1 of 1 people found the following review helpful
An informative documentary with fun archival footage and some insightful interviews 27 May 2010
By Christopher Culver - Published on Amazon.com
PLAY YOUR OWN THING is a 90-minute documentary film by Julian Benedikt on the spread of jazz in Europe. There's a portion at the beginning of PLAY YOUR OWN THING that I think is an excellent proof of what jazz has become after going international: a furious montage of concert clips with musical accompaniment that shows the range of instrumentation these days -- alpenhorn, kazoo, cowbells, toybells -- played by people of myriad nationalities.

The history proper opens with several German and French musicians like Coco Schumann and Albert Mangelsdorff who speak of their joy at discovering jazz after the painful years of World War II. Though jazz had presumably visited Europe in the 1920s and 1930s, it was the liberation and the accompanying influx of American soliders that sparked the continuous European jazz tradition that we've inherited today. The visit of Miles Davis to France in the early 1950s is fondly remembered by his lover, Juliette Greco. Palle Mikkelborg recalls how a visit by Dexter Gordon thrilled the Danish jazz world, while Niels-Henning Orsted Pedersen remembers Bud Powell's residency in Copenhagen.

There are some brief portraits of jazz musicians from behind the Iron Curtain. Joachim Kuhn reflects on the musical poverty of East Germany and how liberating his encounter with Ornette Coleman was. Tomasz Stanko represents the Polish perspective. The next big part of the documentary, however, is a series of illustrations of Europe coming into its own as a source of original contributions to jazz with some wild footage of Arve Henriksen playing two trumpets at the same time and Steano Bollani playing piano with spiky harmonies. Trevor Watts and Louis Sclavis speak of how free jazz came naturally to European players in the 1960s.

PLAY YOUR OWN THING is a pretty entertaining and informative documentary. I watched it while I was exploring ECM, and it was quite helpful in understanding the motivations of some of the label's major figures and getting a feel for this community. Indeed, one of the last portions of the documentary is ECM head Manfred Eicher producing a Tomasz Stanko recording session.

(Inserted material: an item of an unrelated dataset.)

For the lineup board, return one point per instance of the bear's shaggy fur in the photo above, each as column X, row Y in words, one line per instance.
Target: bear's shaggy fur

If I'd make one complaint about the documentary, it's that it seems to go out of its way to deny African influence on jazz. As the voiceover at the beginning claims and Robert Wyatt backs up later on, jazz supposedly is all European, the instruments and the techniques just happened to fall into the hands of African-Americans, and the genre's return to Europe is only a coming home ("After two World Wars, jazz came back to Europe"). I found this denial that jazz began as a fusion of two cultures in the American south rather strange. On the other hand, I do like how the documentary shows that the American debate over late 1960s developments like free jazz and fusion, where figures like Wynton Marsalis seem to want to freeze jazz in bebop played by African-Americans, isn't even on the radar in Europe. This is a sense that simply delights in the music, no matter who is playing it or how distant it is from New Orleans tradition.
History of Jazz, America's Classical Music 18 Mar 2010
By L. Hunt - Published on Amazon.com
Good documentary from Denmark. Includes some priceless old footage of great artists performing in Europe: Bud Powell, Neils Pederson - when he was a teenager!, Duke Ellington, Johnny Hodges, Louis Armstrong, Ben Webster, Kenny Clarke, Don Cherry, Dizzy Gillespie, Miles Davis, others. Many nice interviews and jams with European jazz musicians of all ages, including Joe Zawinul, Neils Pederson, and Jan Gabarek. Recommended.